第十九章:レバーが叩けない!? 勇者、最大のピンチ
「勇者様ぁぁーーーッ!!」
フリーズの結界の外にいたアリアちゃんが、硬化した俺を見て悲鳴を上げた。
「ウフフ、まずはその綺麗な顔をズタズタにしてあげる!
純増100枚のコインマシンガン、喰らいなさい!」
リリスの下腹部にあるメダル払い出し口から、刃物のように研ぎ澄まされた、血塗られた鉄メダルが音速で掃射された。
シュバババババババッ!!!
「ガ、ハッ……!?」
動けない俺の身体に、無数のメダル刃が突き刺さる。
皮膚が裂け、肉が削ぎ落とされ、鮮血が噴き出した。
痛い。クソ痛い。
だが、悲鳴を上げることすら筋肉が固定されていて許されない。
肉体がジワジワとミンチにされていく生々しい恐怖。
「させませんっ! 『聖なる盾』!!」
アリアちゃんが俺の前に飛び込み、必死に魔法の障壁を展開した。
しかし、裏モノの純増100枚という圧倒的な火力の前には、聖女の結界も一瞬でヒビが入る。
ドガガガガガガガッ!!!
「嫌ぁぁぁっ!?」
漏れ出たメダル刃の風圧と衝撃波が、アリアちゃんの手に入れたばかりの高級聖職衣を容赦なく切り裂いていく。

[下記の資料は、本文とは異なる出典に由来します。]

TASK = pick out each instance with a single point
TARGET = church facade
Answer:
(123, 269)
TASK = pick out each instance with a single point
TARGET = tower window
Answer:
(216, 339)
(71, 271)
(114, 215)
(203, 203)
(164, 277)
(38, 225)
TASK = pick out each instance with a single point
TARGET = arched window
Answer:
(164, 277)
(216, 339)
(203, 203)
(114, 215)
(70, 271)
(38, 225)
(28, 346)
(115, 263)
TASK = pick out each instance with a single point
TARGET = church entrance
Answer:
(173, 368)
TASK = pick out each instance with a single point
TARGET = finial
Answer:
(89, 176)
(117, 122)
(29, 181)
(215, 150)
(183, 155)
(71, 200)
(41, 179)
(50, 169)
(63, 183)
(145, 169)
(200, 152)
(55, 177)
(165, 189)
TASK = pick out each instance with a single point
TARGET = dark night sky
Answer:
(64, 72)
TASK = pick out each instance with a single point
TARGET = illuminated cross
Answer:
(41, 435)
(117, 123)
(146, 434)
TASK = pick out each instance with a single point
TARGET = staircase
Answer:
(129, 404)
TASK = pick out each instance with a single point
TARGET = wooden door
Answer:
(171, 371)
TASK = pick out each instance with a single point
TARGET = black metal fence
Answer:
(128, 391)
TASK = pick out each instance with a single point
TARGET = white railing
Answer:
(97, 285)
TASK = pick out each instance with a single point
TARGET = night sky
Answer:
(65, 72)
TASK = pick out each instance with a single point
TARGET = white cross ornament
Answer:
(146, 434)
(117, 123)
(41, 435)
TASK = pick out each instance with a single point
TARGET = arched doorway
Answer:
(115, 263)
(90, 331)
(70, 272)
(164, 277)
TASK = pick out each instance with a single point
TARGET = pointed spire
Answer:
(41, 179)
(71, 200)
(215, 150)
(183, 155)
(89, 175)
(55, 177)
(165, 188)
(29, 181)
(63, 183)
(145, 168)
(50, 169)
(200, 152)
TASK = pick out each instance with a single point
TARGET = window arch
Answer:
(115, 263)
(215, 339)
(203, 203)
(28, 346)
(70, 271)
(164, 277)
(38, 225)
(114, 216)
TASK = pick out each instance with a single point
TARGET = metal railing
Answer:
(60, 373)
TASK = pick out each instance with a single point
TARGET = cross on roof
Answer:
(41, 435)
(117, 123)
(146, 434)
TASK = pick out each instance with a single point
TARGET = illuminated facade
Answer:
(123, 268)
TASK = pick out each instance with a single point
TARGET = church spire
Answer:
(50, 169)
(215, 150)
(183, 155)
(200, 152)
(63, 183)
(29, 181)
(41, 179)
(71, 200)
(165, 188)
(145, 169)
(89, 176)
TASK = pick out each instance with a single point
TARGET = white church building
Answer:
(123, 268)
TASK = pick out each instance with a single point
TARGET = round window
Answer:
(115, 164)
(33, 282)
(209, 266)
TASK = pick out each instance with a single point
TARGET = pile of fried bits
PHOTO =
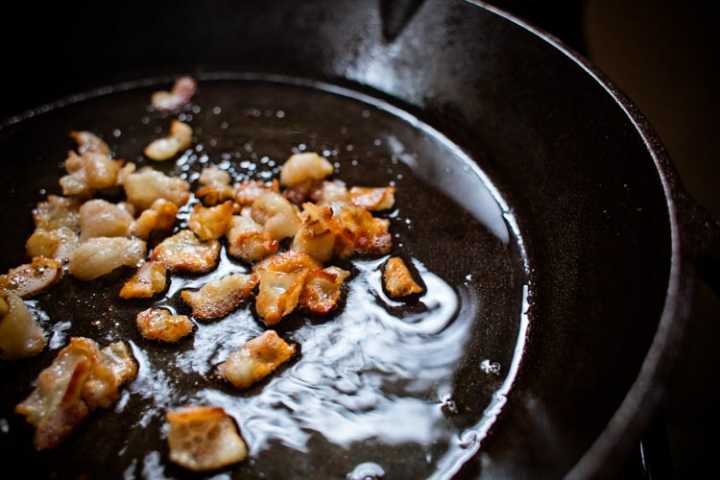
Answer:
(88, 237)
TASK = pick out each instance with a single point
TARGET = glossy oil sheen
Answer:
(383, 387)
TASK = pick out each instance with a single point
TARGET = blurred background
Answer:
(662, 54)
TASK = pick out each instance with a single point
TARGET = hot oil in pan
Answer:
(402, 389)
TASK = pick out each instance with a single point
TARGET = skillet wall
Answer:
(555, 143)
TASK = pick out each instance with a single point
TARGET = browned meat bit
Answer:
(181, 93)
(99, 256)
(20, 335)
(398, 280)
(88, 142)
(248, 191)
(184, 252)
(321, 293)
(32, 278)
(277, 216)
(81, 378)
(373, 199)
(99, 218)
(211, 223)
(147, 185)
(161, 217)
(316, 235)
(160, 324)
(149, 280)
(204, 438)
(257, 359)
(218, 298)
(178, 139)
(248, 241)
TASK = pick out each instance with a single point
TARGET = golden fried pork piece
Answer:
(20, 335)
(160, 324)
(373, 199)
(304, 167)
(257, 359)
(277, 216)
(316, 235)
(148, 281)
(147, 185)
(101, 255)
(99, 218)
(181, 93)
(88, 173)
(82, 377)
(248, 241)
(32, 278)
(161, 217)
(321, 293)
(204, 438)
(211, 223)
(398, 280)
(218, 298)
(184, 252)
(179, 138)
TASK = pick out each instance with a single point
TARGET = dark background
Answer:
(662, 54)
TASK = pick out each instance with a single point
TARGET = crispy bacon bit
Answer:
(179, 138)
(147, 185)
(211, 223)
(181, 93)
(81, 378)
(89, 172)
(99, 218)
(184, 252)
(248, 241)
(304, 167)
(357, 231)
(315, 236)
(248, 191)
(278, 216)
(160, 324)
(321, 293)
(257, 359)
(101, 255)
(20, 335)
(149, 280)
(398, 280)
(59, 243)
(219, 298)
(32, 278)
(373, 199)
(204, 438)
(89, 142)
(160, 217)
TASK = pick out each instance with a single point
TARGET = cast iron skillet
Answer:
(605, 238)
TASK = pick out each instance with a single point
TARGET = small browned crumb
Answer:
(204, 438)
(160, 324)
(179, 138)
(218, 298)
(82, 377)
(373, 199)
(248, 241)
(398, 280)
(160, 217)
(211, 223)
(20, 335)
(321, 294)
(184, 252)
(257, 359)
(181, 93)
(32, 278)
(149, 280)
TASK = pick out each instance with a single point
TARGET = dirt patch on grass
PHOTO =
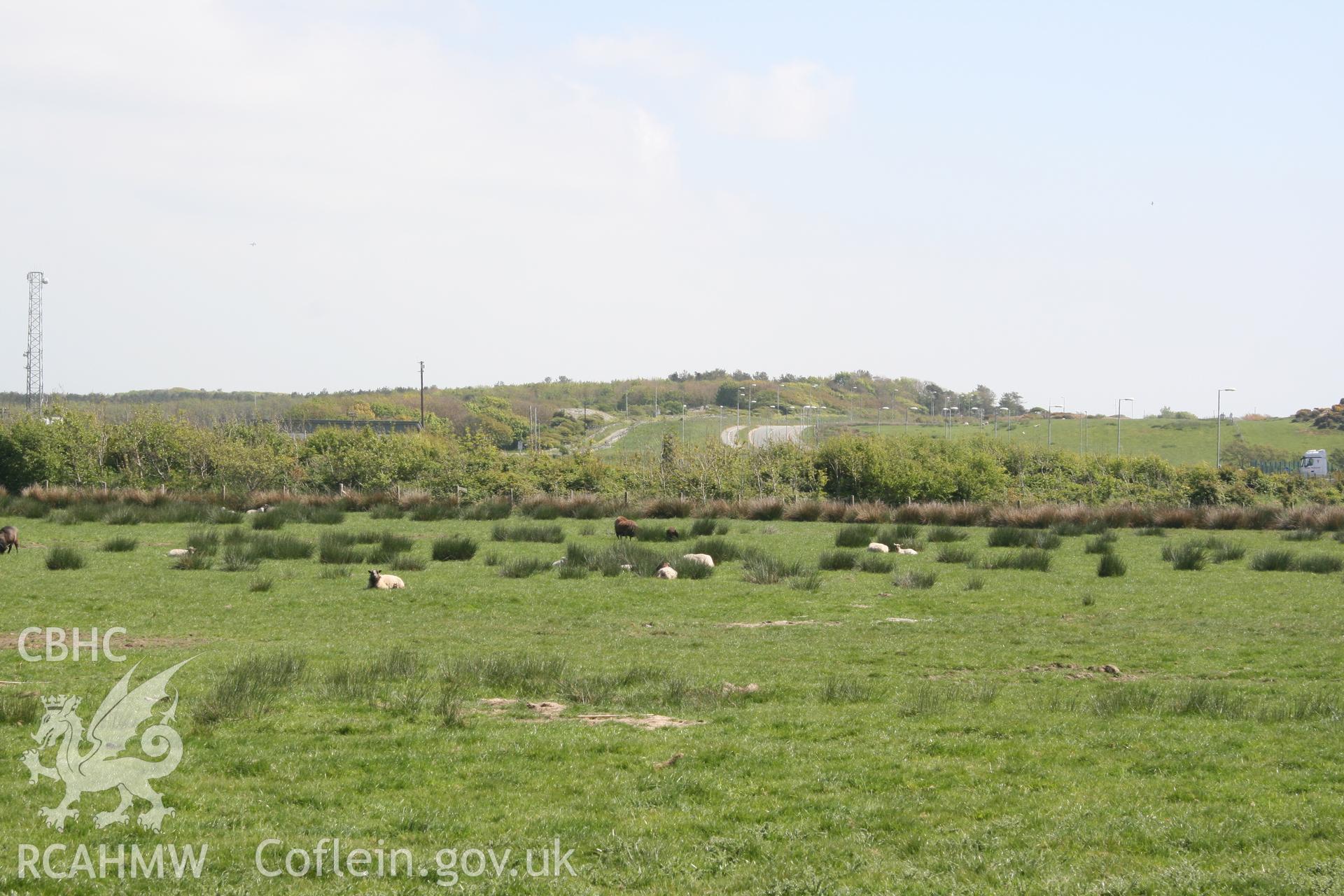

ビリビリに引き裂かれた布地の間から、粘液を帯びたメダルの破片が彼女の白い肌をかすめ、太ももや脇腹から赤い血がツッと流れた。
衝撃でアリアちゃんの下着の紐がちぎれ、豊かな胸が半分以上露出した状態で、彼女は激痛に顔を歪める。
「うぅ……っ、勇者様、早く、早く動いて……私、もう、持ちません……!」
(くそっ……! レバーだ、脳内のレバーに手が届けば……!)
俺の指先から、脳内のスタートレバーまでは、距離にしてわずか数センチ。
だが、その数センチが無限の距離のように遠い。
レバーが叩けない。
パチプロがレバーを叩けないということが、これほどまでに絶望的で無力だとは思いもしなかった。
「アハハ! 終わりよ勇者! 次の一撃で、その女ごとハデに『確定(死亡)』させてあげるわぁ!!」
リリスの液晶に『DEATH』の文字が揃い、極太の破壊光線が俺たちの頭上に充填されていく。
万事休す。
設定6の最強勇者が、レバーを叩くことすらできずに敗北する——その瞬間だった。